3) Compare holdings across quarters

def compare_quarters(prev_df: pd.DataFrame, curr_df: pd.DataFrame) -> pd.DataFrame:


merged = curr_df.merge(

prev_df,

on="symbol",

how="outer",

suffixes=("_curr", "_prev"),

indicator=True,

)


def classify(row):

if row["_merge"] == "left_only":

return "NEW"

if row["_merge"] == "right_only":

return "EXITED"

return "CHANGED"


merged["position_status"] = merged.apply(classify, axis=1)

merged["value_change"] = merged["value_curr"] - merged["value_prev"]


return merged



Workflow mapping:

This comparison step highlights portfolio changes—new positions, exits, and size adjustments—between two reporting periods.

4) Synthesize strategy-level insights

def summarize_strategy(comp_df: pd.DataFrame) -> dict:


total_value = comp_df["value_curr"].sum()


top_positions = (

comp_df.sort_values("value_curr", ascending=False)

.head(5)[["symbol", "value_curr"]]

.to_dict("records")

)


concentration = sum(p["value_curr"] for p in top_positions) / total_value


return {

"top_positions": top_positions,

"top_5_concentration": round(concentration, 3),

"new_positions": int((comp_df["position_status"] == "NEW").sum()),

"exited_positions": int((comp_df["position_status"] == "EXITED").sum()),

}



Workflow mapping:

This step converts raw position changes into interpretable signals such as concentration and turnover, which are commonly used to describe institutional strategy.

End-to-end flow

At this point, the analyzer has:

  • Pulled structured 13F data from FMP
  • Normalized and compared holdings across quarters
  • Summarized observable portfolio behavior

Final Words: From 13F Filings to Repeatable Strategy Insights

You now have a compact blueprint for analyzing hedge fund positioning using 13F filings and a multi-agent pipeline. The workflow stays simple: one agent retrieves holdings, one agent compares quarters, and one agent converts those changes into strategy-level observations such as concentration, turnover, and top-position dominance.

This design keeps the system practical:

  • FMP data retrieval stays isolated inside the Filing Data Agent, so you can change filing periods or funds without touching analysis logic.
  • Quarter-over-quarter comparisons remain deterministic because the Position Analysis Agent operates on normalized holdings tables.
  • Strategy summaries remain grounded in disclosed data, which helps you avoid over-interpreting what filings can't show (like intraday trades or exact entry timing).

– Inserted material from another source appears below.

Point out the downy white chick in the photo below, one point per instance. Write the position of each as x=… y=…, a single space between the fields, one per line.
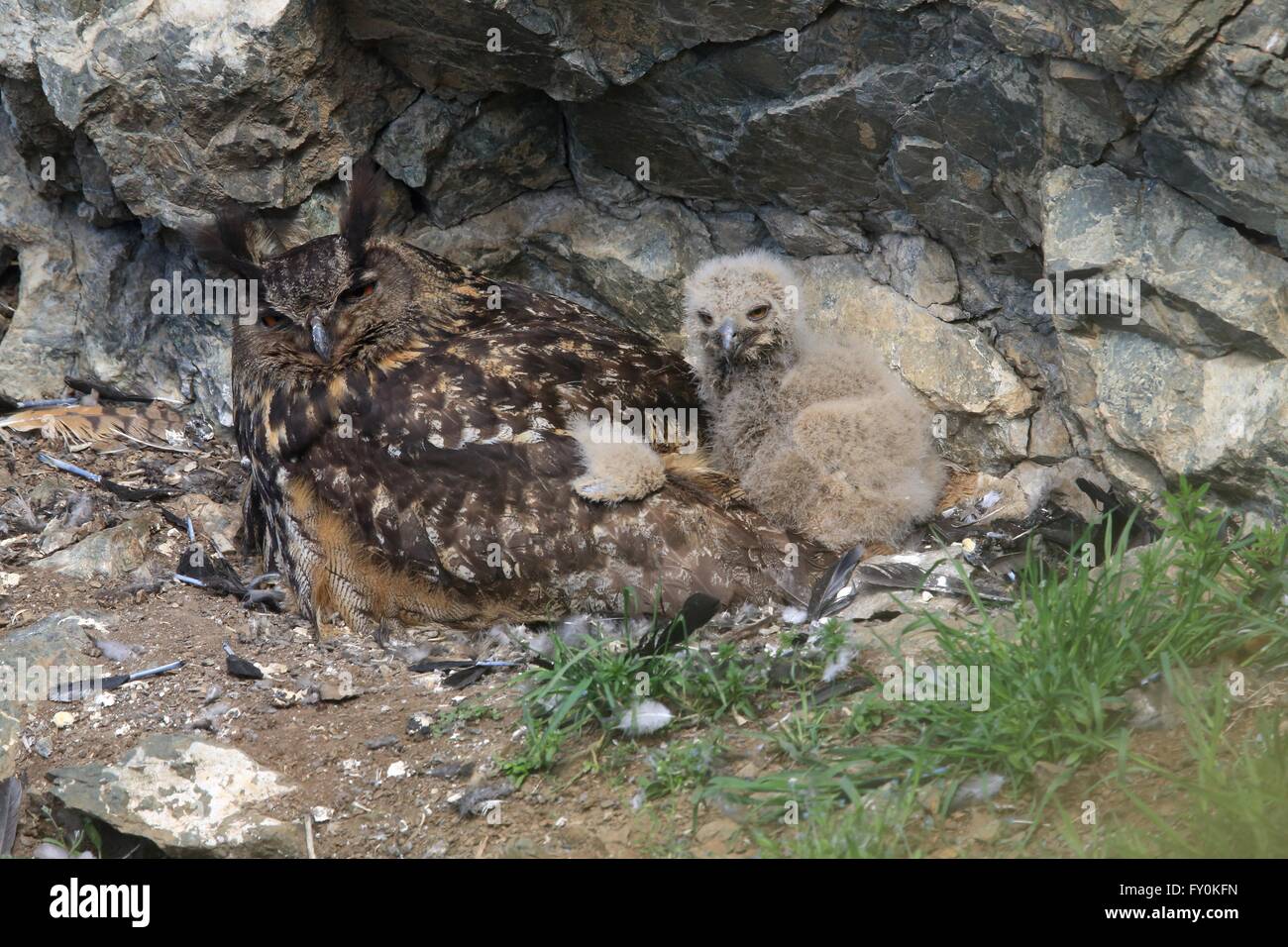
x=823 y=437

If you extend this analyzer next, the most natural upgrades are:

  • Track multiple funds and rank “consensus buys” and “consensus exits” across managers
  • Add multiple quarters to compute trends like persistent accumulation vs one-off changes

The key takeaway is straightforward: FMP's structured 13F holdings data provides the raw material, and the multi-agent design keeps your analysis modular, readable, and easy to evolve as your research questions grow.